In 1918, J.W. Henderson and his wife, Malinda, owned all of the minerals under the north one-half of the northeast one-fourth of Section No. 8, Block No. 4, H & T C Ry. Co. in Eastland County. On September 27,1918, the Hendersons deeded a mineral interest to Joseph M. Weaver. This deed created the interest now in dispute. A copy of this deed is attached to this opinion. Through mesne conveyances, Jupiter now owns the interest of Weaver.

In 1981 Snow, an oil operator, secured oil, gas, and mineral leases from the heirs of J.W. and Malinda Henderson. These leases covered, among other lands, the north one-half of Section No. 8 and provided for a three-sixteenths lease royalty. Snow also secured an oil and gas lease from May B. Cottingham covering the north one-half of Section No. 8. That lease provided for a one-eighth lease royalty.

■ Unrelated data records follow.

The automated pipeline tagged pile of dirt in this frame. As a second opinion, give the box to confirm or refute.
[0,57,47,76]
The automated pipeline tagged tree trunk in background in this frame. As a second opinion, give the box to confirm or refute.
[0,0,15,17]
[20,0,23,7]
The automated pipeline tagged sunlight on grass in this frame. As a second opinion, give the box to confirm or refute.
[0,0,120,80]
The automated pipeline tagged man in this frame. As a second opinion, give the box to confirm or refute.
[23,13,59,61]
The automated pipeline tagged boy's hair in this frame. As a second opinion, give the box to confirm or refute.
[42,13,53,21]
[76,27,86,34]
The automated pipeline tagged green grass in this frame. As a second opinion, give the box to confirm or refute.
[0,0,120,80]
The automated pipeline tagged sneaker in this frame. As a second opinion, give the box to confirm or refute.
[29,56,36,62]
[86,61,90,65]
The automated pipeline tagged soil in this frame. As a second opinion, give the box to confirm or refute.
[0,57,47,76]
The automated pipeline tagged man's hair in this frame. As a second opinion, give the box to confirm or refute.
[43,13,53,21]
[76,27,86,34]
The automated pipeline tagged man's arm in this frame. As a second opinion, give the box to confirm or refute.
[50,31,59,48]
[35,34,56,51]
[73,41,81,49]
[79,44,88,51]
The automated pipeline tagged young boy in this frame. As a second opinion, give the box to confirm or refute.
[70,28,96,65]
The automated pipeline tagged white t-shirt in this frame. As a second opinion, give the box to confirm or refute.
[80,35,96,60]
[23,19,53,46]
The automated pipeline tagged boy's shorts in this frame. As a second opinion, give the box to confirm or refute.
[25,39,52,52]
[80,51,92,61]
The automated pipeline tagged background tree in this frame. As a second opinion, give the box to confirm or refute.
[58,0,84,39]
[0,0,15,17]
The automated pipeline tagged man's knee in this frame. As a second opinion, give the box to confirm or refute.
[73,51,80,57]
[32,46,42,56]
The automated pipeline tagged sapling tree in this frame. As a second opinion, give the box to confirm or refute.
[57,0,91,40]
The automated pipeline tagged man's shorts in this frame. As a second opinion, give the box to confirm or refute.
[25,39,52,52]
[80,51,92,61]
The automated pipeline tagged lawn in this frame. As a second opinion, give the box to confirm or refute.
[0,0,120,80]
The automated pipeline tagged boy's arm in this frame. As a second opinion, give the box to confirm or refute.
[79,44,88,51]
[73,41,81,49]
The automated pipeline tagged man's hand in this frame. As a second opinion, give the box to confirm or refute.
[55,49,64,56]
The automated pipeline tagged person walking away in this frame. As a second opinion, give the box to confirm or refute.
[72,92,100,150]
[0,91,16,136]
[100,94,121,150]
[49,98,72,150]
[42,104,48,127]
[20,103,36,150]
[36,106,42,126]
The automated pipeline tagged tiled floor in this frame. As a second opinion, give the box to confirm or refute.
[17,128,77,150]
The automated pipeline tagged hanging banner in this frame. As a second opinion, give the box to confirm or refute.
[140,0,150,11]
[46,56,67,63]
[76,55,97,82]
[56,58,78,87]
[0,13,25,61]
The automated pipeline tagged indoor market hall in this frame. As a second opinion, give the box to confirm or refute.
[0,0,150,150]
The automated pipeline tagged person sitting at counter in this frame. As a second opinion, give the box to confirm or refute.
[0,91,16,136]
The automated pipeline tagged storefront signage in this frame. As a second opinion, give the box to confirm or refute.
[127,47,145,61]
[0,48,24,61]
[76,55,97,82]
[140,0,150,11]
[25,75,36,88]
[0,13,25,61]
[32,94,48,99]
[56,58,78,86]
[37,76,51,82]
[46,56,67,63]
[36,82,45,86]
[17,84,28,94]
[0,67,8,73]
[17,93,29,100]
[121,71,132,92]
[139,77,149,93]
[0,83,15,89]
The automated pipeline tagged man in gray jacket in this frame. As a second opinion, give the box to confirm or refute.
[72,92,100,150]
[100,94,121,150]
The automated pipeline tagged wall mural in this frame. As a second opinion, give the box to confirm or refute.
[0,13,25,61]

Snow drilled and completed two producing wells on the tract of land. The purchasers of the oil and gas paid Snow and his investors based upon a division order title opinion showing that 100 percent of the minerals were under lease. This opinion credited the heirs of J.W. and Malinda Henderson with one-half of the minerals and May B. Cottingham with one-half of the minerals.

The lessee, May B. Cottingham, is a successor in interest to J.L. Cottingham, Trustee, who purchased the interest in 1935. However, J.L. Cottingham had previously conveyed the interest to H.H. Porter in 1947, who in turn conveyed the interest to Duquesne Oil Corporation in 1953. Duquesne conveyed the interest to Jupiter.

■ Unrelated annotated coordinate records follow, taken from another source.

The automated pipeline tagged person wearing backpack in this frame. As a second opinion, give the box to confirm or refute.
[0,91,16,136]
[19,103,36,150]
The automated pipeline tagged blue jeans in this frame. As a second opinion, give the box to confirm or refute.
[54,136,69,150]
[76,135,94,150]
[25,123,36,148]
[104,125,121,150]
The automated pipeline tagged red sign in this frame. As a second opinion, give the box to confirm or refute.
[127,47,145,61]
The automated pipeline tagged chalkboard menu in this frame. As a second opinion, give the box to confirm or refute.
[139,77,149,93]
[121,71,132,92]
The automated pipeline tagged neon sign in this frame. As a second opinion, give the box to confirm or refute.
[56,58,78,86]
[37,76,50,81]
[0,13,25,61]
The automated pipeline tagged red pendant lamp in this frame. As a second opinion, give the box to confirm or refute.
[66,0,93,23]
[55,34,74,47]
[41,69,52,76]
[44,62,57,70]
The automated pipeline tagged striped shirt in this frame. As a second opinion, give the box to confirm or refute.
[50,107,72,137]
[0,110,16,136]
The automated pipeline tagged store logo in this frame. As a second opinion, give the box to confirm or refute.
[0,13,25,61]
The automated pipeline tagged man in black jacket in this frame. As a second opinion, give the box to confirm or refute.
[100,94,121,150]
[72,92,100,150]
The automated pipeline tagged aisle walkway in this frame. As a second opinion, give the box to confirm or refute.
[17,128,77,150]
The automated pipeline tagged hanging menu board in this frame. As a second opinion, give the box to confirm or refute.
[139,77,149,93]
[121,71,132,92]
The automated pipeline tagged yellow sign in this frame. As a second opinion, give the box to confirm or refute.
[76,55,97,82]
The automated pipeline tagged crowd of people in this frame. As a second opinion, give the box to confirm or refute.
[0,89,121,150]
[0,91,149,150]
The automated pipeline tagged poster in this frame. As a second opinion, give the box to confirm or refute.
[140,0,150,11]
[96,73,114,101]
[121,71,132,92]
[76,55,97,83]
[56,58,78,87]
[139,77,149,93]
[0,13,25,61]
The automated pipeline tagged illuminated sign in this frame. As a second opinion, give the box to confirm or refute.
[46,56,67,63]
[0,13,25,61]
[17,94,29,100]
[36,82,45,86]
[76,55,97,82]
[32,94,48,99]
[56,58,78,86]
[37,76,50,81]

Jupiter, as an unleased mineral owner, sought reimbursement from Snow for the oil and gas he had produced. (After it had established production, Snow sold one of the two producing wells to a third party.) The parties stipulated as to the amount of proceeds received from the sale of oil and gas, as to the reasonable costs of drilling and completing the wells, and as to the amount of proceeds received from the sale of the one well. Jupiter claims that it is the owner of a one-half mineral interest and, based on the stipulation of costs, is entitled to $572,377.98 after all offsets. Snow claims that Jupiter is the owner of a one-sixteenth mineral interest and, based on the stipulation of costs and after deducting the total royalties paid to the Hendersons and Cottingham, is entitled to $59,922.60.

In its findings of fact, the trial court found that the intent of the grantors and grantee in the deed from the Hendersons to Weaver was to convey one-half of the minerals and entered judgment accordingly. Snow appeals, urging that, as a matter of law, the deed conveyed only one-sixteenth of the minerals.

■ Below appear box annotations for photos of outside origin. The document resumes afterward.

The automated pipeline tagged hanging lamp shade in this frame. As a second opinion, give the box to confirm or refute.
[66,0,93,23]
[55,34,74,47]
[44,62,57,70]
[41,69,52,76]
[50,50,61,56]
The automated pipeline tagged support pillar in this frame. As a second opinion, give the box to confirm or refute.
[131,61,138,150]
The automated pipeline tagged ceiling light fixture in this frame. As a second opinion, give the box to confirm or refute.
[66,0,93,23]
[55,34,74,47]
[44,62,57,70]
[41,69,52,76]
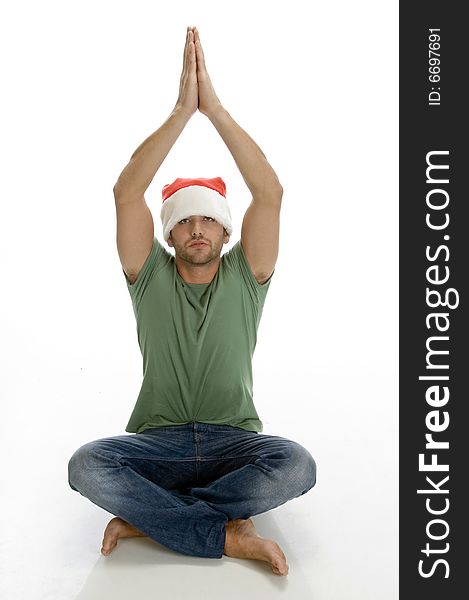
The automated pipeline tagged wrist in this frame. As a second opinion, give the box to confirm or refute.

The Henderson deed can be divided into the following clauses:

1. The granting clause: [H]ave granted, sold and conveyed and by these *356 presents do grant, sell and convey ... all that certain undivided Vis interest in and to all the oil, gas, and other minerals.
2. The subject to clause: It is the intention of the parties in the conveyance that the grantee herein is to receive Vie part of the oil, gas, or other mineral of whatsoever kind and character produced by the holder of the lease now on said land, that grantors herein now intend to convey ½ of the interest they now have in any such production under said lease.
3. The future lease clause: [I]t is the intention of the grantors herein that in the event said lease is forfeited, then in that event the grantee is to have and hold an equal undivided one half of all such minerals.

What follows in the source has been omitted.